Thursday, January 5, 2012
Right Around the Corner
I had to go in town today for an interview at a recruiting agency, which happened to be across the street from the adoption agency A's birthdad and I went through. Like, directly across from it, as in, I had to stare at it during the entire time I was waiting for the woman who was interviewing me. I wondered if I should go in and say hello to the counselor, maybe show her an updated picture or two (since her family and I contact one another directly with full disclosure, nothing goes through the agency), but I didn't know if I would crack. The last time I was in that agency was October 30th, 2010, and I was 9 months pregnant, and G and I were meeting her potential family for the very first time. Last time I set foot in there, he was by my side and I was waddling off the elevator.
Fast forward to my interview being over, and me turning on my tunnel vision and crossing the street and walking through the doors. I went up to the sixth floor, down the hall to the door, and knocked. No one was there. It makes sense, I suppose, if she has no prospective birthparents, she doesn't sit around the office when she can make phone calls from home. I suppose it was a blessing, because I handled being in the building pretty well, but who knows what would have happened if I laid eyes on that tan couch and fake plant which was meant to bring a sense of serenity to those of us who were sitting there in tears. Or if I saw the generic toys in the corner that A's big brother played with during our meeting, while she was still somersaulting in my belly. Who knows?
I left, walked back to the stop that my public transportation came to, and was sort of lost in my own head. Replaying that October over and over in my head. Consequently, I got on the wrong train (right direction, yet still, the wrong train) and freaked out a little. I've lived here my whole life, but never really relied on public transportation and therefore I get confused (as well as freaked out) easily. I got off at a stop that sounded familiar to me, and despite the fact that I studied the map up and down, I couldn't figure out how to switch trains and get back to where I needed to be. So I called my dad, who knows this entire state practically like the back of his hand, since he owns his own business and works wherever work takes him. I was nearly in tears until he asked me where I was, and when I told him (and threw in that I was getting a little scared, because it was a town with a disturbing crime rate), he said, "okay, don't be scared. You're right around the corner from me."

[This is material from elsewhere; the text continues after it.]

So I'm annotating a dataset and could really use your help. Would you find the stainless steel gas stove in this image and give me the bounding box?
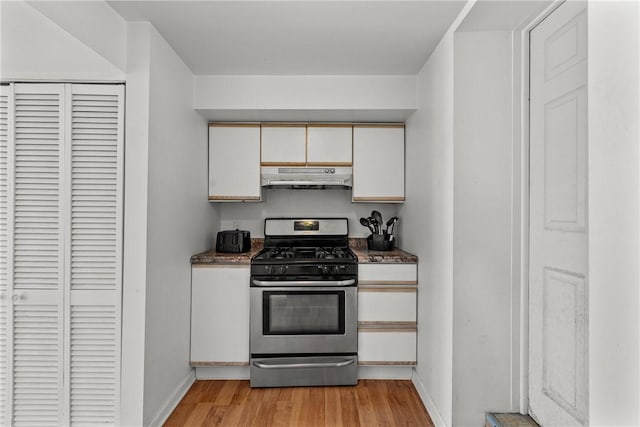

I could have cried right then and there, because of how safe I suddenly felt. He couldn't see me, nor could I see him, but knowing he was only 2 minutes away calmed me down like you wouldn't believe. I felt like a little kid again...you know that feeling when your dad's the one driving and you feel invincible? You know there are millions of car accidents a day, but when dad's driving, you're in a car with an invincible shield on it.
It's exactly what I wanted (and got) for my little girl....a dad who is always right around the corner.